From: Giuseppe Scrivano
Date: Tue Feb 28 2023 - 09:20:25 EST


Andrei Vagin <avagin@xxxxxxxxx> writes:

> On Mon, Jan 30, 2023 at 11:06:02AM +0100, Christian Brauner wrote:
>> On Mon, Jan 30, 2023 at 10:53:31AM +0100, Christian Brauner wrote:
>> > On Sun, Jan 29, 2023 at 01:12:45PM -0500, Colin Walters wrote:
>> > >
>> > >
>> > > On Sun, Jan 29, 2023, at 11:58 AM, Christian Brauner wrote:
>> > > > On Sun, Jan 29, 2023 at 08:59:32AM -0500, Colin Walters wrote:
>> > > >>
>> > > >>
>> > > >> On Wed, Jan 25, 2023, at 11:30 AM, Giuseppe Scrivano wrote:
>> > > >> >
>> > > >> > After reading some comments on the LWN.net article, I wonder if
>> > > >> > PR_HIDE_SELF_EXE should apply to CAP_SYS_ADMIN in the initial user
>> > > >> > namespace or if in this case root should keep the privilege to inspect
>> > > >> > the binary of a process.

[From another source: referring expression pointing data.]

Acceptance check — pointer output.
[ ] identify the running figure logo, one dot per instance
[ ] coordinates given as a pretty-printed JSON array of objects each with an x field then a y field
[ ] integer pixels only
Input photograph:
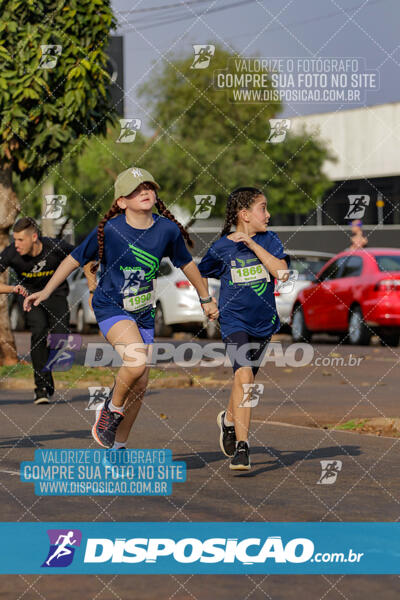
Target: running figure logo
[
  {"x": 202, "y": 55},
  {"x": 279, "y": 129},
  {"x": 62, "y": 547},
  {"x": 54, "y": 206},
  {"x": 330, "y": 470},
  {"x": 286, "y": 280},
  {"x": 204, "y": 205},
  {"x": 132, "y": 281},
  {"x": 357, "y": 205},
  {"x": 129, "y": 127},
  {"x": 50, "y": 54}
]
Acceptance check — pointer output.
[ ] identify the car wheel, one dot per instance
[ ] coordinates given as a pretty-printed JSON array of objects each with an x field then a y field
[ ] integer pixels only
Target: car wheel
[
  {"x": 389, "y": 339},
  {"x": 160, "y": 328},
  {"x": 300, "y": 333},
  {"x": 17, "y": 321},
  {"x": 359, "y": 334},
  {"x": 81, "y": 325}
]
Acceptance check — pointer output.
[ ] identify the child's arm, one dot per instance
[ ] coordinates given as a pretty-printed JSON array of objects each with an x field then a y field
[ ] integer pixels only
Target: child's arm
[
  {"x": 273, "y": 265},
  {"x": 193, "y": 274},
  {"x": 64, "y": 269}
]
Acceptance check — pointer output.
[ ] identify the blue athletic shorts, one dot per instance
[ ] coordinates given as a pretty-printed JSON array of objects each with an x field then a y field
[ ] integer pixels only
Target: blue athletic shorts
[
  {"x": 254, "y": 355},
  {"x": 105, "y": 326}
]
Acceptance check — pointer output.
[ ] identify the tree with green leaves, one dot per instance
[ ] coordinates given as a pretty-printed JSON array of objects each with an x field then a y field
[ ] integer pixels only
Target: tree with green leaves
[
  {"x": 53, "y": 96},
  {"x": 207, "y": 144}
]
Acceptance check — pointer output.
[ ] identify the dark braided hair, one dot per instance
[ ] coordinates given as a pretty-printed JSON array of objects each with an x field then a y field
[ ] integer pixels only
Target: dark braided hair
[
  {"x": 163, "y": 211},
  {"x": 115, "y": 210},
  {"x": 238, "y": 199}
]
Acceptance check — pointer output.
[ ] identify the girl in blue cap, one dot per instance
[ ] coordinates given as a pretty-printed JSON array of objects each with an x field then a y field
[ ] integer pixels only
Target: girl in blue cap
[
  {"x": 243, "y": 261},
  {"x": 129, "y": 243}
]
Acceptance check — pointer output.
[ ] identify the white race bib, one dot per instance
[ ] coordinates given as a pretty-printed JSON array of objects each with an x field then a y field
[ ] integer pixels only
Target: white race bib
[
  {"x": 247, "y": 274},
  {"x": 139, "y": 301}
]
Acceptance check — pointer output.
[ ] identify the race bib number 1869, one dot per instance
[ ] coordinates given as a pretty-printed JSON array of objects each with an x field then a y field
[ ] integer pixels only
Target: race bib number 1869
[{"x": 246, "y": 274}]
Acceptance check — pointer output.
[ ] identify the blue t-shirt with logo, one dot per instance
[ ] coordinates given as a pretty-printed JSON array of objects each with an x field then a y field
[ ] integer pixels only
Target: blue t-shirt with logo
[
  {"x": 130, "y": 263},
  {"x": 246, "y": 300}
]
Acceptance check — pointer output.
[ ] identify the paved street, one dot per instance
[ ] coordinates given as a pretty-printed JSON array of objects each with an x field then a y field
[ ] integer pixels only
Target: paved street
[{"x": 287, "y": 445}]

If a container runs with that many privileges
>> > > >> > then it has already other ways to damage the host anyway.
>> > > >>
>> > > >> Right, that's what I was trying to express with the "make it
>> > > >> work the same as map_files". Hiding the entry entirely even
>> > > >> for initial-namespace-root (real root) seems like it's going
>> > > >> to potentially confuse profiling/tracing/debugging tools for
>> > > >> no good reason.
>> > > >
>> > > > If this can be circumvented via CAP_SYS_ADMIN
>> > >
>> > > To be clear, I'm proposing CAP_SYS_ADMIN in the current user
>> > > namespace at the time of the prctl(). (Or if keeping around a
>> > > reference just for this is too problematic, perhaps hardcoding
>> > > to the init ns)
>> >
>> > Oh no, I fully understand. The point was that the userspace fix protects
>> > even against attackers with CAP_SYS_ADMIN in init_user_ns. And that was
>> > important back then and is still relevant today for some workloads.
>> >
>> > For unprivileged containers where host and container are separate by a
>> > meaningful user namespace boundary this whole mitigation is irrelevant
>> > as the binary can't be overwritten.
>> >
>> > >
>> > > A process with CAP_SYS_ADMIN in a child namespace would still not be able to read the binary.
>> > >
>> > > > then this mitigation
>> > > > becomes immediately way less interesting because the userspace
>> > > > mitigation we came up with protects against CAP_SYS_ADMIN as well
>> > > > without any regression risk.
>> > >
>> > > The userspace mitigation here being "clone self to memfd"? But that's a sufficiently ugly workaround that it's created new problems; see https://lwn.net/Articles/918106/
>> >
>> > But this is a problem with the memfd api not with the fix. Following the
>> > thread the ability to create executable memfds will stay around. As it
>> > should be given how long this has been supported. And they have backward
>> > compatibility in mind which is great.
>>
>> Following up from yesterday's promise to check with the criu org I'm
>> part of: this is going to break criu unforunately as it dumps (and
>> restores) /proc/self/exe. Even with an escape hatch we'd still risk
>> breaking it. Whereas again, the memfd solution doesn't cause those
>> issues.
>>
>> Don't get me wrong it's pretty obvious that I was pretty supportive of
>> this fix especially because it looked rather simple but this is turning
>> out to be less simple than we tought. I don't think that this is worth
>> it given the functioning fixes we already have.
>
> btw: can we use PR_SET_MM_EXE_FILE or PR_SET_MM_MAP (prctl_map.exe_fd) to
> set a dummy exe. Will it have the required effect?

if I am understanding it correctly, that seems a bit more complicated,
we first need to unmap the current executable and then replace it with
its copy?

Creating the dummy exe could also be a problem since we need a new copy
each time we want to hide the executable.

Or are you suggesting using it differently?

Thanks,
Giuseppe

>> The good thing is that - even if it will take a longer - that Aleksa's
>> patchset will provide a more general solution by making it possible for
>> runc/crun/lxc to open the target binary with a restricted upgrade mask
>> making it impossible to open the binary read-write again. This won't
>> break criu and will fix this issue and is generally useful.